As correctly analyzed by the Court of Tax Appeals, in order that the importations in question
may be declared exempt from the compensating tax, it is indispensable that the
requirements of the amendatory law be complied with, namely: (1) the engines and spare
parts must be used by the importer himself as a passenger and/or cargo, vessel; and (2) the
said passenger and/or cargo vessel must be used in coastwise or oceangoing navigation.

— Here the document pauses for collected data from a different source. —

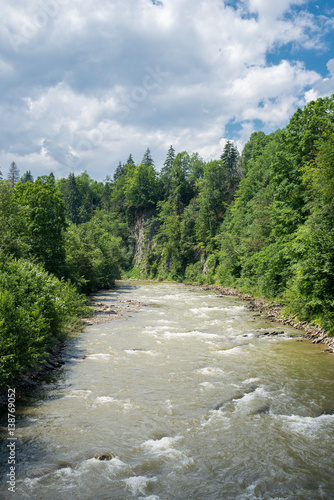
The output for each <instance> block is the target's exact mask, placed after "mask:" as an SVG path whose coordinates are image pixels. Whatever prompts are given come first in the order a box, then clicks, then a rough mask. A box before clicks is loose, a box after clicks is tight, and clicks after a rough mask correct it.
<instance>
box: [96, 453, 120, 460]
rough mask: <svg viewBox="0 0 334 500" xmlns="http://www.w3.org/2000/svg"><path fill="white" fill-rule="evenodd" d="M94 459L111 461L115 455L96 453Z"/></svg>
mask: <svg viewBox="0 0 334 500" xmlns="http://www.w3.org/2000/svg"><path fill="white" fill-rule="evenodd" d="M94 458H96V460H111V459H112V458H115V455H113V454H112V453H108V452H106V453H96V455H94Z"/></svg>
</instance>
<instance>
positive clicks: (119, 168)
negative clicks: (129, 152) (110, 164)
mask: <svg viewBox="0 0 334 500" xmlns="http://www.w3.org/2000/svg"><path fill="white" fill-rule="evenodd" d="M123 173H124V165H122V162H121V161H120V162H119V164H118V165H117V167H116V170H115V173H114V178H113V180H114V182H116V181H117V179H119V178H120V177H121V175H123Z"/></svg>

As pointed out by the CTA, the amendatory provisions of RA 3176 limit tax exemption from
the compensating tax to imported items to be used by the importer himself as operator of
passenger and/or cargo vessel.

As quoted in the decision of the Court of Tax Appeals, a tugboat is defined as follows:

A tugboat is a strongly built, powerful steam or power vessel, used for towing and, now, also
used for attendance on vessel. (Webster New International Dictionary, 2nd Ed.)

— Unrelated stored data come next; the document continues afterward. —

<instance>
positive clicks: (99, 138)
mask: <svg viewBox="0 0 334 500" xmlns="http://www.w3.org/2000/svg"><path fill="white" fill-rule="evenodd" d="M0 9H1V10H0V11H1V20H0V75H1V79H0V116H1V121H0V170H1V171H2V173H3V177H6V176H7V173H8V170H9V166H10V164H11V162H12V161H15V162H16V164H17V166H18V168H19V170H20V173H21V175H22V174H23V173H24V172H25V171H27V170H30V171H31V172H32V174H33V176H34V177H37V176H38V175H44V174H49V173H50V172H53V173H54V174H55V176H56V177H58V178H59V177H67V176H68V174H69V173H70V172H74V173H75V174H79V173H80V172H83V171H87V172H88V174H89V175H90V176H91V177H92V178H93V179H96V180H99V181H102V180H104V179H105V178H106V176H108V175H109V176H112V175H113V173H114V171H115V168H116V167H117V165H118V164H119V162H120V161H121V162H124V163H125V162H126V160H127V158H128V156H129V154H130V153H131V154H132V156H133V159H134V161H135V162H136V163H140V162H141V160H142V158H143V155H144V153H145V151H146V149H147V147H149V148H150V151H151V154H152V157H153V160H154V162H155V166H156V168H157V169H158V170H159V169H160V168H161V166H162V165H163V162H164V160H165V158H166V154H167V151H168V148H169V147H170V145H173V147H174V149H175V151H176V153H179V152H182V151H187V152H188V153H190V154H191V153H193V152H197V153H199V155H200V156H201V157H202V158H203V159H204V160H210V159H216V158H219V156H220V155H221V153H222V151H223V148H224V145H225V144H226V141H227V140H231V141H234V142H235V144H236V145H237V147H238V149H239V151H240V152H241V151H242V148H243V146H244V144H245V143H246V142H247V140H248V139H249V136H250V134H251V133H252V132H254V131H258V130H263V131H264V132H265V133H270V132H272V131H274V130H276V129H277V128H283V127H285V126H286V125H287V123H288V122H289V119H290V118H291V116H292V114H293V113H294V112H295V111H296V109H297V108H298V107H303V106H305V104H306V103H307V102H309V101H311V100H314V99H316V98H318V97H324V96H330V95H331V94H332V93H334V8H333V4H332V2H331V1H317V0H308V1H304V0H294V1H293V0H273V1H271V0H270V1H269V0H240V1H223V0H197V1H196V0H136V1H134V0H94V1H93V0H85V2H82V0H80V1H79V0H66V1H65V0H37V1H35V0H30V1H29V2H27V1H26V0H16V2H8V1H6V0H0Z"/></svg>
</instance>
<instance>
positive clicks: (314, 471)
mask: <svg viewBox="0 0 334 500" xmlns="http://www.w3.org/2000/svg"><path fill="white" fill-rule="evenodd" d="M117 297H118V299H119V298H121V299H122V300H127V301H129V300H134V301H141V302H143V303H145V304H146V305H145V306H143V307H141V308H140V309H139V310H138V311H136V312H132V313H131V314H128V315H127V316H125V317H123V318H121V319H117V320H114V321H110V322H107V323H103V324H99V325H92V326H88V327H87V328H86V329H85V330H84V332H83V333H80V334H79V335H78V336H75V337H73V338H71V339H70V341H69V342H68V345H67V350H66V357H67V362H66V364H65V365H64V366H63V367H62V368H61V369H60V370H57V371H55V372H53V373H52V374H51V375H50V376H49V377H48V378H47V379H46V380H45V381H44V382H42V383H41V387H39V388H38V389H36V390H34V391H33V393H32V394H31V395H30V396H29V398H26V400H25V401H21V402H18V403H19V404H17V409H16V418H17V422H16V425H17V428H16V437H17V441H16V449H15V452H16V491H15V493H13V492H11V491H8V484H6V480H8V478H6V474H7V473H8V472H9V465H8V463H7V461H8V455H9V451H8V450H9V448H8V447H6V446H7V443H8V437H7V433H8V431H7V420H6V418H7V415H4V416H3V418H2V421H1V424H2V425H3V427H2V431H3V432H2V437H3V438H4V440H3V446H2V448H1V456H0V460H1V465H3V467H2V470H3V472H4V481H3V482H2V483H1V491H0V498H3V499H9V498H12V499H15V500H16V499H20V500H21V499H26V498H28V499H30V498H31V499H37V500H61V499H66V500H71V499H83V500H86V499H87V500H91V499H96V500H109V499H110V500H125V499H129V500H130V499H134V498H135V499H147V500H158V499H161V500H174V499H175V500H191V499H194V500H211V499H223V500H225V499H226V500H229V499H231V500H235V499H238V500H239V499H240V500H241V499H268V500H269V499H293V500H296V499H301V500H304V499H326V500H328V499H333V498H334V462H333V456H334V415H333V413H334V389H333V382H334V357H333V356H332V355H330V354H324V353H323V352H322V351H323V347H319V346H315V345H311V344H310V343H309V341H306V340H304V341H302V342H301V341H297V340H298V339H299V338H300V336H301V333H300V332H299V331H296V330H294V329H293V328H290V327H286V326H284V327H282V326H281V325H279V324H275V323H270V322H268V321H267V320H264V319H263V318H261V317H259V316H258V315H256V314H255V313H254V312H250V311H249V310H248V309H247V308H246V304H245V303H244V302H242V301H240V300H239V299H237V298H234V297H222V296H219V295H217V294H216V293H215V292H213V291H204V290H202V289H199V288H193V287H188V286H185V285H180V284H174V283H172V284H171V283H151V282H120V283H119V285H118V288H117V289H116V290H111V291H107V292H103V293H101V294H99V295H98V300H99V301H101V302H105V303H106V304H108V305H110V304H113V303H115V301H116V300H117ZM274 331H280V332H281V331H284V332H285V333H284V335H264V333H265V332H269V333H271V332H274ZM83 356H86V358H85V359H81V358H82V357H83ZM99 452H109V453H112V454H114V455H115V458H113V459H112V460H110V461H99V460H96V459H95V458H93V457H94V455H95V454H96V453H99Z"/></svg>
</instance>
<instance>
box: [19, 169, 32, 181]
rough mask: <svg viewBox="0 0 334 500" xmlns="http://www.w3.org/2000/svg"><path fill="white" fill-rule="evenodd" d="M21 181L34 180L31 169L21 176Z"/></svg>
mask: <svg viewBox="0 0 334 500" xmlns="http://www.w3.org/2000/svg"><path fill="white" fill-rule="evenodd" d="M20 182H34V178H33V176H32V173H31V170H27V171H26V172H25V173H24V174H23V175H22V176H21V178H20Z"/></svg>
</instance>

A tugboat is a diesel or steam power vessel designed primarily for moving large ships to and
from piers for towing barges and lighters in harbors, rivers and canals. (Encyclopedia
International Grolier, Vol. 18, p. 256).

A tug is a steam vessel built for towing, synonymous with tugboat. (Bouvier’s Law
Dictionary.).

Under the foregoing definitions, petitioner’s tugboats clearly do not fall under the categories
of passenger and/or cargo vessels. Thus, it is a cardinal principle of statutory construction
that where a provision of law speaks categorically, the need for interpretation is obviated,
no plausible pretense being entertained to justify non-compliance. All that has to be done is
to apply it in every case that falls within its terms (Allied Brokerage Corp. v. Commissioner
of Customs, L-27641, 40 SCRA 555 [1971]; Quijano, etc. v. DBP, L-26419, 35 SCRA 270
[1970]).
And, even if construction and interpretation of the law is insisted upon, following another
fundamental rule that statutes are to be construed in the light of purposes to be achieved
and the evils sought to be remedied (People v. Purisima etc., et al., L-42050-66, 86 SCRA 544
[1978], it will be noted that the legislature in amending Section 190 of the Tax Code by
Republic Act 3176, as appearing in the records, intended to provide incentives and
inducements to bolster the shipping industry and not the business of stevedoring, as
manifested in the sponsorship speech of Senator Gil Puyat.